Há males que vêm para o bem. Todos nós já ouvimos essa sentença ser dita desde tempos imemoriais. E há muita verdade nisto, com toda a certeza. Que o diga dona Orlanda, cujo marido fora morto por engano numa emboscada que não era para ele. No dia de seu assassínio, estava na companhia do verdadeiro homem que deveria receber a sentença de morte.
O marido de dona Orlanda era um bom homem, de poucos cobres, ingênuo e seguia atrás de qualquer um que lhe pagasse uma bebida. E foi isso que o levou à desgraça, deixando viúva a bela e jovem esposa, à mercê de pretendentes inescrupulosos, como o coronel Affonso, que era o próprio mandante do crime, que se dizendo comovido com a viuvez de dona Orlanda e ao mesmo tempo sentindo-se também responsável pelo erro do pistoleiro, acolheu-a em sua fazenda, sob o pretexto de que era amigo do falecido e infeliz marido da bela, chorosa e desamparada viúva. O coronel atrevido, obsedado pela voluptuosa beleza de dona Orlanda, fê-la sua esposa poucos meses depois da morte do desgraçado.
Dona Orlanda, de uma vida simples, repleta de escassez e privações, tornou-se então a esposa do coronel Affonso, homem de muitas posses, latifundiário, pecuarista e dono de inúmeras propriedades. Enfim, um homem riquíssimo. O ditado acima nunca foi tão apropriado, tanto para dona Orlanda, quanto para o coronel Affonso, diga-se de passagem.

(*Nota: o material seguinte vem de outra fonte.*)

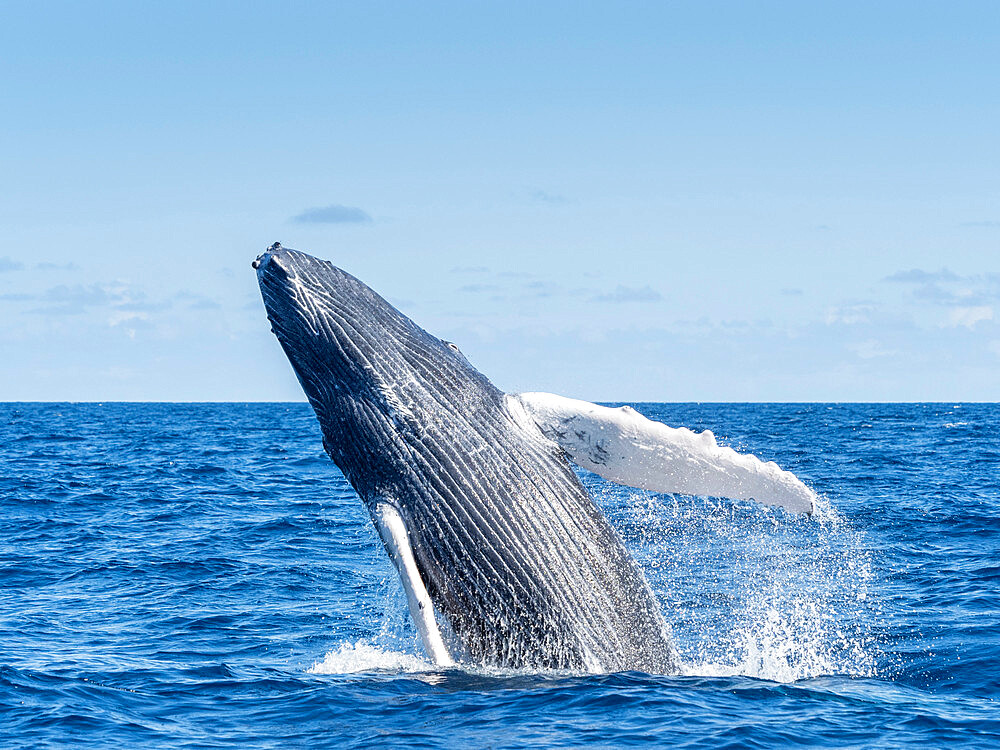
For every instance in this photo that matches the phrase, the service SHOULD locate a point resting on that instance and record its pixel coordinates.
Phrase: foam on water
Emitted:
(361, 656)
(798, 593)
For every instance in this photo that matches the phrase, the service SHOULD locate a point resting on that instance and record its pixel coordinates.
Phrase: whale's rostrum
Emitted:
(483, 515)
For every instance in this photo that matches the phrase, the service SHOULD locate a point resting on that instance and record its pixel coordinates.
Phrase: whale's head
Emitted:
(375, 378)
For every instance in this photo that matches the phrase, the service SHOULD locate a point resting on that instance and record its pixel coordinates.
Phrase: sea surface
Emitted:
(201, 575)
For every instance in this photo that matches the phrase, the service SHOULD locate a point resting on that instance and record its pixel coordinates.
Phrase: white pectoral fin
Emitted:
(397, 542)
(623, 446)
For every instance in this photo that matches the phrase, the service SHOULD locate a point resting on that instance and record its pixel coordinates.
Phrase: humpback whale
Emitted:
(505, 559)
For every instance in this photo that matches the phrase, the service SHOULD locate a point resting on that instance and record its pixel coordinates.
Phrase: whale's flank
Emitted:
(510, 547)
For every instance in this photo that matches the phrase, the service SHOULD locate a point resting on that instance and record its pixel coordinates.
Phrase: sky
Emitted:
(695, 201)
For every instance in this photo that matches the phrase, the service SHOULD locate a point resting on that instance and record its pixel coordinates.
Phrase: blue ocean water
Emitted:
(201, 575)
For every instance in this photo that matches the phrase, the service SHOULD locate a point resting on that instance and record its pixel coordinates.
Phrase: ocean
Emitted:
(201, 575)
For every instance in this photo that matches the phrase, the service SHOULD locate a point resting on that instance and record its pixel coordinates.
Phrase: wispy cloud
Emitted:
(623, 294)
(334, 214)
(542, 196)
(970, 316)
(477, 288)
(9, 264)
(917, 276)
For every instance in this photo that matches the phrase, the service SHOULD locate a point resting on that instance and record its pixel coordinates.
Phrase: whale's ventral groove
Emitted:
(508, 545)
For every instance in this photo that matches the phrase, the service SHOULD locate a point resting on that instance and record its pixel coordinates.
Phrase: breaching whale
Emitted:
(505, 559)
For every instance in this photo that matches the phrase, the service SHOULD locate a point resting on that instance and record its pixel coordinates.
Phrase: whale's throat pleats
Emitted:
(397, 543)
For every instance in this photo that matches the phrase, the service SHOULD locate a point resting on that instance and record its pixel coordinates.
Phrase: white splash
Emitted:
(351, 658)
(756, 592)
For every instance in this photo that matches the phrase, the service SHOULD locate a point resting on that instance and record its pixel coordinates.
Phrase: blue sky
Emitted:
(652, 201)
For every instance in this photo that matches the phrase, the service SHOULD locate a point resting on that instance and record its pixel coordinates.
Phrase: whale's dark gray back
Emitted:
(510, 546)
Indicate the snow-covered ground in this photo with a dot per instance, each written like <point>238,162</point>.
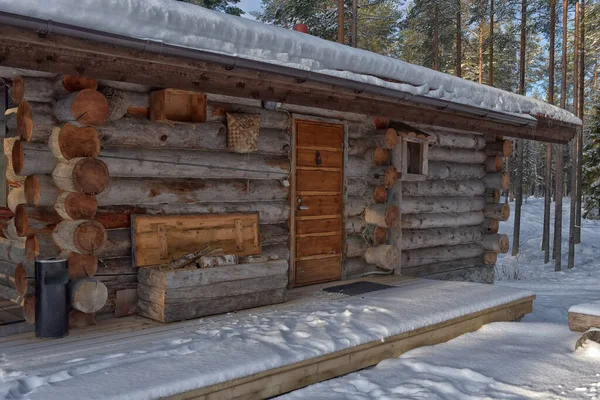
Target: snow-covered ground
<point>532,359</point>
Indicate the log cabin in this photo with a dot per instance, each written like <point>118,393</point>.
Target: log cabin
<point>275,158</point>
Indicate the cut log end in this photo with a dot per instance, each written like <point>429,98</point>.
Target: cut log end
<point>381,156</point>
<point>390,177</point>
<point>380,194</point>
<point>90,108</point>
<point>88,295</point>
<point>24,121</point>
<point>391,138</point>
<point>90,176</point>
<point>18,157</point>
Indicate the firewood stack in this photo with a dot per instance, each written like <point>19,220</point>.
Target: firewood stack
<point>369,214</point>
<point>56,161</point>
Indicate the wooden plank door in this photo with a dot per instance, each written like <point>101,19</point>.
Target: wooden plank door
<point>318,202</point>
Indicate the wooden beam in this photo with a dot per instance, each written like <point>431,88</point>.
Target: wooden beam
<point>61,54</point>
<point>291,377</point>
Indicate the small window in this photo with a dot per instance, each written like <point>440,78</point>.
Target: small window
<point>414,157</point>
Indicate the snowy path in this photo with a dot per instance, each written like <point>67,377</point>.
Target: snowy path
<point>533,359</point>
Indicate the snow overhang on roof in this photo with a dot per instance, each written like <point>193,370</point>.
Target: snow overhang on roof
<point>270,48</point>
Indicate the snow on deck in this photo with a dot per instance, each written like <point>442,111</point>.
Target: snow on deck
<point>172,359</point>
<point>186,25</point>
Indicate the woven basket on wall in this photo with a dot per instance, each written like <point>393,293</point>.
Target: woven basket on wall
<point>242,132</point>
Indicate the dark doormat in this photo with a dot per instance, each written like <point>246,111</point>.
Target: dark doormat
<point>357,288</point>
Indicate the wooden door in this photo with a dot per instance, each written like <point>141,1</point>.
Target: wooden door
<point>318,202</point>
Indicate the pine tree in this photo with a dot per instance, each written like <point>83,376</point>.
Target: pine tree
<point>225,6</point>
<point>591,169</point>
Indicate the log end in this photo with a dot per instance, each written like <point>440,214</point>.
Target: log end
<point>391,138</point>
<point>381,122</point>
<point>380,194</point>
<point>89,237</point>
<point>24,121</point>
<point>29,308</point>
<point>490,258</point>
<point>18,157</point>
<point>390,177</point>
<point>392,216</point>
<point>32,190</point>
<point>18,89</point>
<point>21,220</point>
<point>88,296</point>
<point>90,176</point>
<point>76,142</point>
<point>381,156</point>
<point>21,279</point>
<point>90,107</point>
<point>82,265</point>
<point>504,244</point>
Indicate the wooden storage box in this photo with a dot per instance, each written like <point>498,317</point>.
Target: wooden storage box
<point>181,294</point>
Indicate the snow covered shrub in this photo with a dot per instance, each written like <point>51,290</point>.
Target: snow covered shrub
<point>591,170</point>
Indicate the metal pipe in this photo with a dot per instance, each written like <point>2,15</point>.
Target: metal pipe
<point>48,27</point>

Mas não foi tão para o bem, como poderemos ver a seguir.
O coronel vendo na esposa o tino comercial, entregou-lhe a administração das fazendas e de todos os seus bens, se desvencilhando de inúmeras aporrinhações bancárias e contábeis. Dona Orlanda, superando as expectativas do coronel, saiu-se irrepreensível administradora, sanando todas as dívidas do coronel e revertendo muito lucro para os seus empreendimentos.

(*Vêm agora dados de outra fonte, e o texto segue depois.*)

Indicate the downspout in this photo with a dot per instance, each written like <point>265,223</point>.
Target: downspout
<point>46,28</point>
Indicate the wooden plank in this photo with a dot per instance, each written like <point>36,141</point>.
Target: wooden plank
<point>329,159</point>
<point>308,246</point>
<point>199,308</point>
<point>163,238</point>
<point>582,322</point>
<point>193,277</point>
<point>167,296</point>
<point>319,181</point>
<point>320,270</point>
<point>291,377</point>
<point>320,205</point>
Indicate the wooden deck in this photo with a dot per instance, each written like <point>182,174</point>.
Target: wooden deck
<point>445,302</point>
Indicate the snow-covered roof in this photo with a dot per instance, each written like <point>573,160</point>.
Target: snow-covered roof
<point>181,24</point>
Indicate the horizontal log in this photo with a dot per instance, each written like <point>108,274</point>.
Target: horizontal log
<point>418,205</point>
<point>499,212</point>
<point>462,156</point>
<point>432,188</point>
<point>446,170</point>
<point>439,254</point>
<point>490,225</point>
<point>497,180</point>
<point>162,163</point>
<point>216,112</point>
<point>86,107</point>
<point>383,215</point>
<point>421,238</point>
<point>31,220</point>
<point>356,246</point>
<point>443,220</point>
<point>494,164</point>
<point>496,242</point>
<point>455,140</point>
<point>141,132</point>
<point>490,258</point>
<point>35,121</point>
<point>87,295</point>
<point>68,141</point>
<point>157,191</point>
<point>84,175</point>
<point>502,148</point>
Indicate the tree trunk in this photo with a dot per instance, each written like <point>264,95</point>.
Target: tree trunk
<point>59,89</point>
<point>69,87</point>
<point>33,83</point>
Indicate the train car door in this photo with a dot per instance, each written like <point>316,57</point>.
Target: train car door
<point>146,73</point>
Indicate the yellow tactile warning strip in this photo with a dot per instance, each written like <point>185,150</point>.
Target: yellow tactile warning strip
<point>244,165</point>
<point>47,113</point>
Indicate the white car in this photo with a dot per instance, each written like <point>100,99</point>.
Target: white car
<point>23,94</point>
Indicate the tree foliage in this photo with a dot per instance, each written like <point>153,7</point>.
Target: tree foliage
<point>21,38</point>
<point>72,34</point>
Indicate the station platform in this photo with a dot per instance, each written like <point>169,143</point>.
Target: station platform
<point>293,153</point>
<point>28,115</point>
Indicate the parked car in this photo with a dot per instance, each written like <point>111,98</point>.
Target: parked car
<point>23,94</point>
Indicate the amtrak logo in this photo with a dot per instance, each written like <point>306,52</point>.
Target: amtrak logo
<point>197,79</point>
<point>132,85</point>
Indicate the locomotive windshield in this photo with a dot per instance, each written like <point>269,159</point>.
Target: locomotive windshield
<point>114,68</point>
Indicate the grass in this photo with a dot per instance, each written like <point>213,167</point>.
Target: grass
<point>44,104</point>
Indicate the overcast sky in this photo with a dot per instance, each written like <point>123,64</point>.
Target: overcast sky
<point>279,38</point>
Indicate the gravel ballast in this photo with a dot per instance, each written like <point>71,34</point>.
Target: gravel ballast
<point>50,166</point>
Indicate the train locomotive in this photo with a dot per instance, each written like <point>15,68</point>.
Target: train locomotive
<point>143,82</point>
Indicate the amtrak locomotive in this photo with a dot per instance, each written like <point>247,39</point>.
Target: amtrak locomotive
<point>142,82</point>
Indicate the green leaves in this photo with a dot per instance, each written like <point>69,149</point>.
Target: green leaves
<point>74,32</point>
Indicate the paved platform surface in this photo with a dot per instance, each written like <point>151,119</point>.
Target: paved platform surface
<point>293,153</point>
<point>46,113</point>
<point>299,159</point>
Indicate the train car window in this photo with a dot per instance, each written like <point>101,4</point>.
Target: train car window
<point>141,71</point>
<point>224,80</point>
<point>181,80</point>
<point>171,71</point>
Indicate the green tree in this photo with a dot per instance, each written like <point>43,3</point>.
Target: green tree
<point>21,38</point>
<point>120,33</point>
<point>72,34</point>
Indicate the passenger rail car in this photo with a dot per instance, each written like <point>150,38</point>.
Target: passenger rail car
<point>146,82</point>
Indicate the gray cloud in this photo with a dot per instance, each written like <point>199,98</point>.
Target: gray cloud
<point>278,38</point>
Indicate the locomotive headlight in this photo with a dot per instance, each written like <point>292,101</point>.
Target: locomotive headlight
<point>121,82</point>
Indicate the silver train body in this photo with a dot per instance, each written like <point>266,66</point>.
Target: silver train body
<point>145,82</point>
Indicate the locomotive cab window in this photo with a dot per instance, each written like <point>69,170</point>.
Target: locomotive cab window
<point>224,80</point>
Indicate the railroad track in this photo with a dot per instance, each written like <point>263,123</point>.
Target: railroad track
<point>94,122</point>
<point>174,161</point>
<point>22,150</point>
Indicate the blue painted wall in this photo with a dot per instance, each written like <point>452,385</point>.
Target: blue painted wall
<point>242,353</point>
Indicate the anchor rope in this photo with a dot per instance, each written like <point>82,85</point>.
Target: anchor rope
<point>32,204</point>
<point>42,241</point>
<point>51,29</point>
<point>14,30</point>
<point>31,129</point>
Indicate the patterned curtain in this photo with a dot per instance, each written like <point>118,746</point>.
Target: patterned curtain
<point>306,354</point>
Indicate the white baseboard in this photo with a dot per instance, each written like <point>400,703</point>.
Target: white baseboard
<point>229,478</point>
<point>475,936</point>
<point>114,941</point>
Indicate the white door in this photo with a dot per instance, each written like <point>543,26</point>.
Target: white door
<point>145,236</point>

O coronel Affonso, porém, começou a definhar. Sua saúde não era mais como antes e em pouco tempo perdeu o movimento das pernas e prostrou-se definitivamente, enquanto dona Orlanda comandava a casa e tudo o mais. Ela o esqueceu em um quarto mal iluminado e insalubre, sem cuidados médicos. O coronel Affonso já via em seus delírios as asas do anjo da morte em seu umbral.
Um certo dia, vendo a proximidade do colapso iminente do coronel, dona Orlanda chegou bem perto do moribundo e confidenciou-lhe que sabia desde o início que tinha sido ele, o mandante do pistoleiro que tirou por engano a vida de seu amado marido. O coronel nos seus derradeiros suspiros ouviu também ela dizer que já o vinha envenenando desde o dia em que se casaram, mas o pássaro da morte já lhe enfiava as garras da fatalidade e já era tarde demais para pronunciar o que quer que fosse.

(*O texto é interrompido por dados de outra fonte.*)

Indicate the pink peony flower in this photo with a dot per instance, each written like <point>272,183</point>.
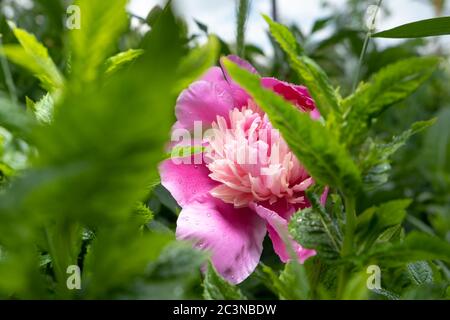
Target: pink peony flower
<point>228,202</point>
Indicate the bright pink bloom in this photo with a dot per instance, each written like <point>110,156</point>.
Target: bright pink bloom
<point>250,182</point>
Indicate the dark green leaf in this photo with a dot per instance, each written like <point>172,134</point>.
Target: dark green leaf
<point>374,221</point>
<point>390,85</point>
<point>313,77</point>
<point>121,59</point>
<point>216,288</point>
<point>314,228</point>
<point>34,57</point>
<point>420,272</point>
<point>415,247</point>
<point>375,157</point>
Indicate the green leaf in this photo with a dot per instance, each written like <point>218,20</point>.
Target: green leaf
<point>175,275</point>
<point>216,288</point>
<point>415,247</point>
<point>374,160</point>
<point>121,59</point>
<point>101,24</point>
<point>374,221</point>
<point>143,214</point>
<point>197,62</point>
<point>15,119</point>
<point>203,27</point>
<point>313,77</point>
<point>105,269</point>
<point>34,57</point>
<point>436,152</point>
<point>356,287</point>
<point>389,86</point>
<point>241,19</point>
<point>423,28</point>
<point>314,228</point>
<point>295,282</point>
<point>153,15</point>
<point>420,272</point>
<point>43,109</point>
<point>316,148</point>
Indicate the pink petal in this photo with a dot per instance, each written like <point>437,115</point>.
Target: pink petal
<point>203,101</point>
<point>233,236</point>
<point>213,74</point>
<point>277,225</point>
<point>185,181</point>
<point>298,95</point>
<point>241,63</point>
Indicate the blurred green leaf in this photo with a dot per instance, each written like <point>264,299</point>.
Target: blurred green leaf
<point>375,157</point>
<point>34,57</point>
<point>101,24</point>
<point>315,229</point>
<point>15,119</point>
<point>420,272</point>
<point>216,288</point>
<point>423,28</point>
<point>313,77</point>
<point>122,59</point>
<point>436,152</point>
<point>105,268</point>
<point>415,247</point>
<point>390,85</point>
<point>375,220</point>
<point>43,109</point>
<point>196,62</point>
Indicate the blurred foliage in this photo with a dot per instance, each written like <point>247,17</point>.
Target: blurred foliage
<point>82,135</point>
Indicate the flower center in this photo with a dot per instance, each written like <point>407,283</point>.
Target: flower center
<point>252,162</point>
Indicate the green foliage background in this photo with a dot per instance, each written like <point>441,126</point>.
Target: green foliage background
<point>85,116</point>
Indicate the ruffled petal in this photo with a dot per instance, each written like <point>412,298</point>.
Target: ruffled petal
<point>203,101</point>
<point>185,181</point>
<point>277,225</point>
<point>296,94</point>
<point>233,236</point>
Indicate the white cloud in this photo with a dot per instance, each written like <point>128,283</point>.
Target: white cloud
<point>219,15</point>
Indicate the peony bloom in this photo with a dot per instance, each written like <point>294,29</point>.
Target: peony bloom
<point>249,183</point>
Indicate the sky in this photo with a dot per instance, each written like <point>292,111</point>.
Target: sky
<point>219,15</point>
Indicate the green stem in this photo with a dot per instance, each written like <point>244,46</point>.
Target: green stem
<point>364,48</point>
<point>242,15</point>
<point>347,247</point>
<point>8,77</point>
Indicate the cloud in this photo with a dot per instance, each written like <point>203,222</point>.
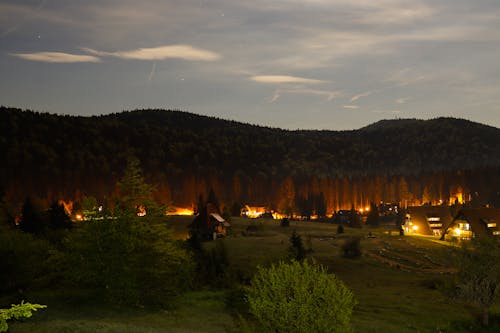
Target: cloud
<point>329,95</point>
<point>405,77</point>
<point>56,57</point>
<point>358,96</point>
<point>152,73</point>
<point>402,100</point>
<point>284,79</point>
<point>186,52</point>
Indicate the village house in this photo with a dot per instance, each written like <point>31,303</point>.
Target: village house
<point>209,224</point>
<point>427,220</point>
<point>474,222</point>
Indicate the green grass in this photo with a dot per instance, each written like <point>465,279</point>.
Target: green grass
<point>394,282</point>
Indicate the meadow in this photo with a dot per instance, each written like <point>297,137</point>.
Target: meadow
<point>399,282</point>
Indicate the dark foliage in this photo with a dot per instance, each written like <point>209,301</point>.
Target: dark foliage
<point>373,218</point>
<point>352,248</point>
<point>296,251</point>
<point>31,218</point>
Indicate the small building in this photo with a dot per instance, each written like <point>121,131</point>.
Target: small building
<point>209,224</point>
<point>427,220</point>
<point>474,222</point>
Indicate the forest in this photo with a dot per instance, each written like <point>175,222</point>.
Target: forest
<point>184,155</point>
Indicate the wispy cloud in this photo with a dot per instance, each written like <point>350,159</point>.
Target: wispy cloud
<point>402,100</point>
<point>329,95</point>
<point>152,73</point>
<point>284,79</point>
<point>56,57</point>
<point>186,52</point>
<point>405,77</point>
<point>358,96</point>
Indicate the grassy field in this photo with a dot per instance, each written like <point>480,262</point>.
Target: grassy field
<point>395,282</point>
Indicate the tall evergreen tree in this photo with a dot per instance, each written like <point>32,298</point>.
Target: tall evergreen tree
<point>135,193</point>
<point>58,219</point>
<point>31,220</point>
<point>321,206</point>
<point>373,218</point>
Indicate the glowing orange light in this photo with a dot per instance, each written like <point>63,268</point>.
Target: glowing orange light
<point>180,211</point>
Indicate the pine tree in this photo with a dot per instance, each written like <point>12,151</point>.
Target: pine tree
<point>31,220</point>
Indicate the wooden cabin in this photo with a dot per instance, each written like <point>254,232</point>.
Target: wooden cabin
<point>474,222</point>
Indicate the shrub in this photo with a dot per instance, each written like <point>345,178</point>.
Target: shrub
<point>129,261</point>
<point>352,248</point>
<point>299,297</point>
<point>25,259</point>
<point>296,250</point>
<point>17,311</point>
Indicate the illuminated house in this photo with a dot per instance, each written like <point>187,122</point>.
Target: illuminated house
<point>428,220</point>
<point>209,224</point>
<point>474,222</point>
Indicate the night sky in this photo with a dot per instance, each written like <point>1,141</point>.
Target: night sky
<point>314,64</point>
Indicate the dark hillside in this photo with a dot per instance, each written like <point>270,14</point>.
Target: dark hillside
<point>183,153</point>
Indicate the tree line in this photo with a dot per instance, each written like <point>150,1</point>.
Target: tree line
<point>407,161</point>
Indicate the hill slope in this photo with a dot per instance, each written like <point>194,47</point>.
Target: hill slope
<point>87,153</point>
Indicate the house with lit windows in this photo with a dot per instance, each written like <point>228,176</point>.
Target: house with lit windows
<point>427,220</point>
<point>474,222</point>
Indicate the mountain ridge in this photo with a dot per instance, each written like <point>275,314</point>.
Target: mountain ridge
<point>47,153</point>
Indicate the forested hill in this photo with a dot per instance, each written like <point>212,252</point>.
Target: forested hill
<point>66,153</point>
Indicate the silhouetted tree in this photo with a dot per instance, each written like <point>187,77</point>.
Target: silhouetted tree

Miniconto nitroglicerinado, provocado pelo acaso, costurado pelo destino, consumado pela vingança, engendrado pelo Newton Silva, Os encantos de Dona Orlanda foi vencedor do Prêmio de Literatura Unifor, edição 2013. Precisa se unir a mais uns tantos num livro de contos deste camarada que, além de um genial chargista, como mesmo afirma é poeta, bissexto e cronista. A literatura anda carecendo de seu talento. Ponto.